Dicen que es bueno. Mucho mejor que no hacer nada. Casi siempre estoy sentado escribiendo. Entonces no dependo del tiempo y me da igual el que pasa. Ayer se me quemó un pollo que tenía al fuego y hoy casi me ocurre lo mismo con unos huevos que puse a cocer. Siempre dejo uno fuera de la nevera para que no se enfríe y poder hacer una mayonesa sin que se corte. Mi casa es un dúplex. Escribo arriba, y abajo, como es lógico, está la cocina. Así estoy todo el rato sube y baja para que no se me quemen las cosas.

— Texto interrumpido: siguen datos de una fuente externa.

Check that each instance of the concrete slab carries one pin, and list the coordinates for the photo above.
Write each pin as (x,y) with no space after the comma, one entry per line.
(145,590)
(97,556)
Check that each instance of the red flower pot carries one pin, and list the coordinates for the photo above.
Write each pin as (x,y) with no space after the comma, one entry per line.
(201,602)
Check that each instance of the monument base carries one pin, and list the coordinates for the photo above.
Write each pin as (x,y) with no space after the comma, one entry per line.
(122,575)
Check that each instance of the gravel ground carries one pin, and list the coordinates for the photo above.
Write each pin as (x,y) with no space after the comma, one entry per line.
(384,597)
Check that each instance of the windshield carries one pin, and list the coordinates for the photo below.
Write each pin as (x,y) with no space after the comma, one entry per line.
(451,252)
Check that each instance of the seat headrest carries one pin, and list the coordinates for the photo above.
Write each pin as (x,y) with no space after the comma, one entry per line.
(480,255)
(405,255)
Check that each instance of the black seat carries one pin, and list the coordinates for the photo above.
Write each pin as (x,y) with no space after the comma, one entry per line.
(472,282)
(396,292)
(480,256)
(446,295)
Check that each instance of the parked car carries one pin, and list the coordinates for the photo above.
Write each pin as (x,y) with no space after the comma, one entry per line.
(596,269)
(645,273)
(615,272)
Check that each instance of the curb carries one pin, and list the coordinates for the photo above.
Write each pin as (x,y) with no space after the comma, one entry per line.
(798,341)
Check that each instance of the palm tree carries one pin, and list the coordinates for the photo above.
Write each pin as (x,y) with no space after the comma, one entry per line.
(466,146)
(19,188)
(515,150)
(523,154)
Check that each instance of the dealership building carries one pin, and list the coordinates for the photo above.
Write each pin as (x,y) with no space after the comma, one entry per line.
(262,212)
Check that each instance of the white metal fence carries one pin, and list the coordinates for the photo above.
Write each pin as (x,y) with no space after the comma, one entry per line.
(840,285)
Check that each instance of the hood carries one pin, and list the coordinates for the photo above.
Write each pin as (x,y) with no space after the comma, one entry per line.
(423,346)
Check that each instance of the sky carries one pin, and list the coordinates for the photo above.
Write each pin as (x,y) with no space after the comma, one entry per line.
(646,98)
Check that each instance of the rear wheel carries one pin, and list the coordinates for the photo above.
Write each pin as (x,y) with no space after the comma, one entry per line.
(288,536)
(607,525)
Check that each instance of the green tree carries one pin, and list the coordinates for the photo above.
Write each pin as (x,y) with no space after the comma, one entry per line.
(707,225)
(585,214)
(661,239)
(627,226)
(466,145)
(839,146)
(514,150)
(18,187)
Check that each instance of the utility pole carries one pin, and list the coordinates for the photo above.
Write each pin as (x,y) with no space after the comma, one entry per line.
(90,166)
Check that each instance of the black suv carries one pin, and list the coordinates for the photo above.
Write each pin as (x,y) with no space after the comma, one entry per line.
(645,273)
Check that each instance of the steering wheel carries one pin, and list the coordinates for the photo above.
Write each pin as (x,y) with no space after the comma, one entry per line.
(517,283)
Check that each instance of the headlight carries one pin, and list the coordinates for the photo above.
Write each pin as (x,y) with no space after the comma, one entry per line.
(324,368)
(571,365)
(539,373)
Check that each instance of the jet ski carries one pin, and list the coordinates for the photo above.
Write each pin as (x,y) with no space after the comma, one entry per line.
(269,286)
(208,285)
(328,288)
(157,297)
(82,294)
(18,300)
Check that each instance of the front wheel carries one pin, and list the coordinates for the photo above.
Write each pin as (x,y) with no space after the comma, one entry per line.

La bicicleta está en el patio. Una araña minúscula, que apenas se ve, tiende una fibra entre los brazos del manillar y allí se balancea. Eso hace que no esté pendiente del reloj, ni ella ni yo. Pero el reloj siempre estará marcando lo implacable que es la vida. Es el recuerdo permanente de que existimos y un tormento, dicho sea de paso. Leyendo a Cervantes tengo la impresión de que para don Quijote no existe el tiempo ni tiene en cuenta a los relojes. Por eso es que vive en varias historias a la vez y es contemporáneo y antiguo, y se pasa de un mundo a otro sin que nos demos cuenta. Entonces descubro que la literatura es eso: detener al tiempo o hacerlo correr desesperadamente.
Por ello necesito ir de vez en cuando a la bicicleta, para recordar que hay una realidad, la realidad, en donde los relojes no se detienen ni se aceleran ni se retrasan. Están siempre iguales diciendo tic tac. Me veo frente al tiempo y creo que las decisiones importantes las puedo tomar en un instante. Por eso no entiendo cómo Hamás ha pedido más tiempo para pensárselo mejor y mirar si acepta la paz o decide que la guerra continúe destrozando la vida y las conciencias de la gente, para después echarle la culpa a otro.
La araña que se balancea entre los brazos del manillar de la bicicleta está desentendida de estas cosas. No van con ella, pero estoy seguro de que si le fuera la vida tomaría rápida una determinación para salvarse. Las telas de las arañas son muy fuertes y resistentes. Son capaces de aguantar el peso de uno, de dos, de tres y de más elefantes, como dice la canción. Nuestros tejidos son más endebles y se rompen al soportar la mínima tensión. A pesar de todo, los relojes siguen adelante diciéndonos que el límite no está en ninguna parte, que cuando lleguemos ellos seguirán como lo han hecho siempre. Para eso son relojes y nosotros no.